Whereupon, the executors of Jules M. Burguieres petitioned the court for an appeal from the order. They represented that while the estate of Burguieres is a third party to the suit of Prevost vs. Pellerin, it nevertheless has an interest in the suit and its subject matter, and that the order for executory process is injurious to the estate.

This results, they aver, from the circumstance that Jules M. Burguieres before his death acquired the property affected by the mortgage, and to show this acquisition they annex to their petition as part thereof a certified copy of the public act of sale of the property made by Pellerin to Burguieres.

They attack the order of seizure and sale on the ground of insufficiency or want of the kind of evidence required as the basis for its issuance.

The appeal was granted and is now before iis.

*591i.

The first question arising for determination is, does sufficient interest appear in the appellants to maintain the appeal?

This, we think, must be answered in the affirmative.

The property which is answerable for the debt is owned by appellants in their representative capacity. They must either pay the debt, or let the property be sold to pay it. The debt is due to the party who holds the note and the mortgage on the property secures this debt to t'ho holder of the note. This note being payable to the order of the maker and by him endorsed in blank is really payable to bearer. Plaintiff says it is lost, but it does not appear that its loss has been advertised as the law requires.

Again, when was it lost? This is not shown. If lost before its maturity and found by some one who sold it in open market to a tona fide holder for value before maturity, appellants, if they pay at the instance of the present suitor, may find themselves called on to pay a second time, or defend another serious lawsuit which seeks to subject the property to the payment of the debt.

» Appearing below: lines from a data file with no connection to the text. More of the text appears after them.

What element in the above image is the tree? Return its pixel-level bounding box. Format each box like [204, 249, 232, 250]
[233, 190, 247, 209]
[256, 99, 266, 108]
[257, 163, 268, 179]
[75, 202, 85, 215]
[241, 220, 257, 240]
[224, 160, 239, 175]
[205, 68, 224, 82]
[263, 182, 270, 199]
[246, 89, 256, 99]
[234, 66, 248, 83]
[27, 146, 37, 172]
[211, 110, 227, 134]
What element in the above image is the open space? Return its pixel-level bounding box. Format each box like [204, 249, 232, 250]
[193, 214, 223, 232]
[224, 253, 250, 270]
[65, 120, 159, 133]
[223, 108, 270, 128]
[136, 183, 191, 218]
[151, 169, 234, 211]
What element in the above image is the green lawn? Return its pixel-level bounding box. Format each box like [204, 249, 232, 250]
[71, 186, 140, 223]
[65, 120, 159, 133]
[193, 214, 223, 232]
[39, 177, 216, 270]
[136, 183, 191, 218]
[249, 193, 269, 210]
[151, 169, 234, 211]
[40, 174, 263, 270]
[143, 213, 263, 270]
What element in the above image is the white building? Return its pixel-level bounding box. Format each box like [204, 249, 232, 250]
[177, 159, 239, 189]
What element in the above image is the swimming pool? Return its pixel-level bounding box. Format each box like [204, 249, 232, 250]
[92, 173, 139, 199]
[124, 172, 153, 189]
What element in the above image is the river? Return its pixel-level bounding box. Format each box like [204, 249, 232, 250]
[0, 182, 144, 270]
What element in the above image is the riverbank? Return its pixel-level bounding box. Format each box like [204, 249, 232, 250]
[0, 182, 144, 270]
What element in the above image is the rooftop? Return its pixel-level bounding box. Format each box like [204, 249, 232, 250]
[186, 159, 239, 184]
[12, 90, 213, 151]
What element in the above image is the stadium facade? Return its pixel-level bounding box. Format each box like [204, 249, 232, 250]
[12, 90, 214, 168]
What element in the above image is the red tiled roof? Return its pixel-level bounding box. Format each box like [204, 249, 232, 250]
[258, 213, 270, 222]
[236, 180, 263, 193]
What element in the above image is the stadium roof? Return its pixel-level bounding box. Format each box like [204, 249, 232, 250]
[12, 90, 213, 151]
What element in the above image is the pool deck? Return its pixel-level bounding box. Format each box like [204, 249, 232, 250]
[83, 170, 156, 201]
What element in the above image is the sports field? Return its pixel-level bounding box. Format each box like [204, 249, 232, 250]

If there be a third holder of the note, whatever rights he may have would not be affected by the present suit. Neither could Pellerin, in the notarial act he executed acknowledging the loss of the note and making the waivers therein contained, affect the rights of such third holder. Nothing in that act relieves his (Pellerin’s) vendee from the pursuit of the property by such third holder.

Appellants have an interest to discharge the debt, but to the right party. They are entitled to know that in paying it they are receiving a full acquittance.

They have, therefore, an appealable interest in the suit. They have a right to know that the party who. proceeds at law to subject the property to the debt is the party entitled to do so. And as far as the present record of appeal permits the test to be applied they are entitled to make it.

Lapin vs. Lapin, 21 La. Ann. 52.

The “record of appeal” embraces all the pleadings in the court a qua, including their petition of appeal, which incorporates as part thereof the act of. sale from Pellerin to Burguieres, and this shows the estate of the latter to be the present owner and possessor of the property subject to the mortgage.

*592But the “record of appeal” cannot be extended to include documents filed for the first time in this court as part of the plaintiff’s answer to the appeal. Original evidence is not to be filed here.

II.

The next question arising for determination is, was the order of seizure and sale providently issued? Was the authentic evidence submitted sufficient to warrant the fiat?

'An appeal from such an order is limited to this enquiry.

We must hold that where a mortgage note payable to bearer, or to the order of the maker and by him endorsed in blank, is lost, and the only evidence produced on an application for executory process is a copy of the original mortgage and a copy of a later act by the mortgagor, who has meanwhile disposed of the property, in which he acknowledges in favor of his mortgagee the loss of the note, waives advertisement of the same as a lost instrument and consents to executory process, the same is not sufficient to predicate an order of seizure and sale upon.

It is, therefore, ordered and decreed that the judgment appealed from be vacated and set aside, with costs against appellee, reserving to plaintiff the assertion of his rights in such further proceedings as may be warranted by law.

Monroe, J.

I think that the appellants have failed to disclose sufficient interest to entitle them to appeal, and therefore dissent in so far as said appeal is maintained.